ショートサーベイというのは、比較的短い間隔で、かんたんな質問でのサーベイを繰り返す機能のことです。当社としては1ヶ月単位くらいで「先月と今月の違い」を見たいと考えていました。 我々の現場の肌感では、1ヶ月あれば従業員のコンディションは大きく変わりますので。

――3社から説明を受けてみて、いかがでしたか?

臼井: まずAは合掌苑でも使われていたサービスで、応対や説明は丁寧でした。そして費用も許容できる範囲。しかし、ショートサーベイがありませんでしたので、商談はそこまでとなりました。

次にBは、説明をされる方が乗り気ではなかったのか、あまり良い印象は受けませんでした。費用も当社の想定を超えていましたので、見送りました。

そしてラフールサーベイ。こちらはショートサーベイがあったことに加え、質問内容も当社にマッチしていました。そして担当の方の熱意と言いますか、 「一緒にやっていきましょう」といった言動・姿勢が感じられたことなどから、信頼できそうだと思い、前向きに検討することにしました。 当社としても初めての取り組みなので、後々いろいろな相談をすることは想定していましたので。

――導入の決定まで、その後どのようなステップがあったのでしょう?

臼井: 無理をお願いする形になってしまったのですが、 選定時の4つ目のポイント「使用感、使いやすさ」については、スタッフが実際に使ってみないとわからないという懸念 があり、2022年12月にトライアルをお願いしました。

当社のスタッフの多くはITに明るいわけではありませんので、本当に使えるか?ということを事前に調べなければ、責任をもって最終決断できませんでした。導入はもちろん、仮に活用に失敗した場合にも、最も負担を強いるのは現場のスタッフですので。

トライアルでは現場のスタッフと責任者の中から数名に協力してもらいました。結果として大きな問題は確認されず、翌月2023年1月に導入を決め、会社の期初である2023年4月から利用開始しました。

スタッフの初期設定を各現場の責任者がサポート

HTC株式会社 取締役本部長 須藤 友明さん

――現場でのお話について、須藤さんに伺います。導入から社内への展開はスムーズに進みましたか?

須藤 友明さん(以下、須藤): 利用を始めるまでには、現場で何点か乗り越えなければならないことがありました。
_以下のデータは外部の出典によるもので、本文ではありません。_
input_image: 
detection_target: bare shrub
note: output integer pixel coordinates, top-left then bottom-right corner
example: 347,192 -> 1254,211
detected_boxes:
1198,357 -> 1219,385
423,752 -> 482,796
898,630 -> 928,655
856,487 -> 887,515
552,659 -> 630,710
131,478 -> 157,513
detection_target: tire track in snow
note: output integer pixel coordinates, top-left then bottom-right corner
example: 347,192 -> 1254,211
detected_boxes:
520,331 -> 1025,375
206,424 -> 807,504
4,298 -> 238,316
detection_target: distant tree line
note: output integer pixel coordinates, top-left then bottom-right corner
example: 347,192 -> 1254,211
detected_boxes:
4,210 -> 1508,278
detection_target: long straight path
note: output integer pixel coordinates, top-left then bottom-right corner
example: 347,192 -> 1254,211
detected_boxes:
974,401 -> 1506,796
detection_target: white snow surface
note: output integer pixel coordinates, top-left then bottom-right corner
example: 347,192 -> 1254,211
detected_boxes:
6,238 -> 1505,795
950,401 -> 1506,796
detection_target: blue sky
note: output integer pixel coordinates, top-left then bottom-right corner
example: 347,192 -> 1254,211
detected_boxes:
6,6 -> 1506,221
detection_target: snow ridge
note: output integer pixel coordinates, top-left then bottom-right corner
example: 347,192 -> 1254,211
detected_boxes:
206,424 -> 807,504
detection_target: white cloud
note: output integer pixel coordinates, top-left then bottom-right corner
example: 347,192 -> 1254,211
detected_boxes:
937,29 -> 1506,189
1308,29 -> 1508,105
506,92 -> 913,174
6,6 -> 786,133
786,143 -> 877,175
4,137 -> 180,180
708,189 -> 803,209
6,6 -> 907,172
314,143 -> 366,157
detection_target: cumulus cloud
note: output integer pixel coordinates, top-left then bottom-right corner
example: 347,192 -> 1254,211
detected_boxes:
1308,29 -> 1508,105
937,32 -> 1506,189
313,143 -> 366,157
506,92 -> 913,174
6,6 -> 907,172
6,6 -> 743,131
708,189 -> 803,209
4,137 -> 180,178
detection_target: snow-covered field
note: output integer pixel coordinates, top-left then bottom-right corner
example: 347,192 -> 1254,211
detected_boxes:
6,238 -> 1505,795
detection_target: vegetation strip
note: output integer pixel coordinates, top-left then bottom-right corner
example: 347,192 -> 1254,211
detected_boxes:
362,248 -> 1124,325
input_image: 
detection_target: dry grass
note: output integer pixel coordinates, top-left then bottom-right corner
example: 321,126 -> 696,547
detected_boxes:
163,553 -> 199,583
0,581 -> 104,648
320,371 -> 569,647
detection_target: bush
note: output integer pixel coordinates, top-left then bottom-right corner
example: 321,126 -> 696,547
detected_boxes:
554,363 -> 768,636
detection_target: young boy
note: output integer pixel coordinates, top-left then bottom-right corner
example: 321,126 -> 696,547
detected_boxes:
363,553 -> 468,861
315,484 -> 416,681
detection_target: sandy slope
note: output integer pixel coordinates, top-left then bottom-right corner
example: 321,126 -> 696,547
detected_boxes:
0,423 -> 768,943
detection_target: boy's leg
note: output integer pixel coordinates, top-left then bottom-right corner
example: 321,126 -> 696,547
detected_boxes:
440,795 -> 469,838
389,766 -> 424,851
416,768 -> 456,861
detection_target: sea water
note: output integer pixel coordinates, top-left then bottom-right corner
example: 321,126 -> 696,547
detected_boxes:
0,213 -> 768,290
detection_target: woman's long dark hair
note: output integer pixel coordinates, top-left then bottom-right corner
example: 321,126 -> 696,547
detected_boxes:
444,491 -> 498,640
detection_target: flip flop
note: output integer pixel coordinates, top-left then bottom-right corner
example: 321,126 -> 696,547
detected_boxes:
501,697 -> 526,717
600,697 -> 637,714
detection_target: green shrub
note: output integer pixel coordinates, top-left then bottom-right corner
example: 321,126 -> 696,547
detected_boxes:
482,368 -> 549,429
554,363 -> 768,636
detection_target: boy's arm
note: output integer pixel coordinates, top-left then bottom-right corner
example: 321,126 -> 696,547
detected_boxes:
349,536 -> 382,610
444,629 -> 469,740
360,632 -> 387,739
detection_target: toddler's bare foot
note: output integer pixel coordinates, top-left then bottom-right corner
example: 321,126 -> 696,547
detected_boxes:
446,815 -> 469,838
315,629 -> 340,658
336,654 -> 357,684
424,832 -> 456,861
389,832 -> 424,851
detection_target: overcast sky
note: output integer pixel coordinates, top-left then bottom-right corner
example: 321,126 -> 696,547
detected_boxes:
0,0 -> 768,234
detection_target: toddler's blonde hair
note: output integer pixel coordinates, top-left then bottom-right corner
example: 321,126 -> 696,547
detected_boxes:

まず、 スタッフが自分のスマートフォンで行う設定・登録作業。 当社には年齢が高いスタッフも多く、必要最低限の連絡以外でスマートフォンを使う習慣がないこともあり、利用前の登録作業で躓く方が散見されました。

この課題については、各現場の管理者が、困っているスタッフの登録作業をサポートする形でクリアできました。事前にラフールさんが管理者を集めたオンラインのキックオフミーティングを開催してくださり、使い方から数字の見方まで、全てご説明いただいたおかげで、そのような体制を整えることができました。

とある事業所では管理者がスタッフと一対一で登録作業をしたり、別の事業所では職員会議で全員が集まる際にまとめて登録したり、やり方は違えど、現場ごとで管理者が起点となって進めてくれました。

一方で、「そこまで管理されてしまうのか」とネガティブに捉えるスタッフもいました。そうした声に対しては、導入の意図や結果を公開する透明性、その結果をもとにより働きやすい会社を作っていきたいことなどを、繰り返し伝えていきました。

スタッフにとっては初めて目にするものですし、その性質上、シビアな反応になることも理解できます。実際に何回かサーベイを実施して、その結果や会社の対応を目にすると安心して慣れてくれましたが、 まだ何も見ていない段階で、最初から腹落ちするのは難しいですよね。

ただ、そういった導入時の不安に対しての説明の蓄積はその後、新入社員に伝える時に役立ちました。今は、入社時に不安点も含めて説明して理解いただいており、彼らにとって、当社におけるサーベイは「当たり前の光景」になっています。

導入から1年半ほどが経った今では、導入時に見られた不満・不安を持つ従業員はほとんどいないと感じます。回答率も9割9分以上です。もちろん中には回答しない方もいるのですが、その辺りは個人的な事情や想いもあって当然だと思っています。

――回答率を高めるための方策などあるのでしょうか?

須藤: 当社の場合は、使い方を何度も説明して、アナウンスを繰り返したことでしょうか。ログインの仕方がわからないと言われれば一緒にログインしたり、通知のメールに気付かない方々があれば、声掛けをしたり。ただこれも3ヶ月ほど続けると、いつの間にか馴染んでいきましたね。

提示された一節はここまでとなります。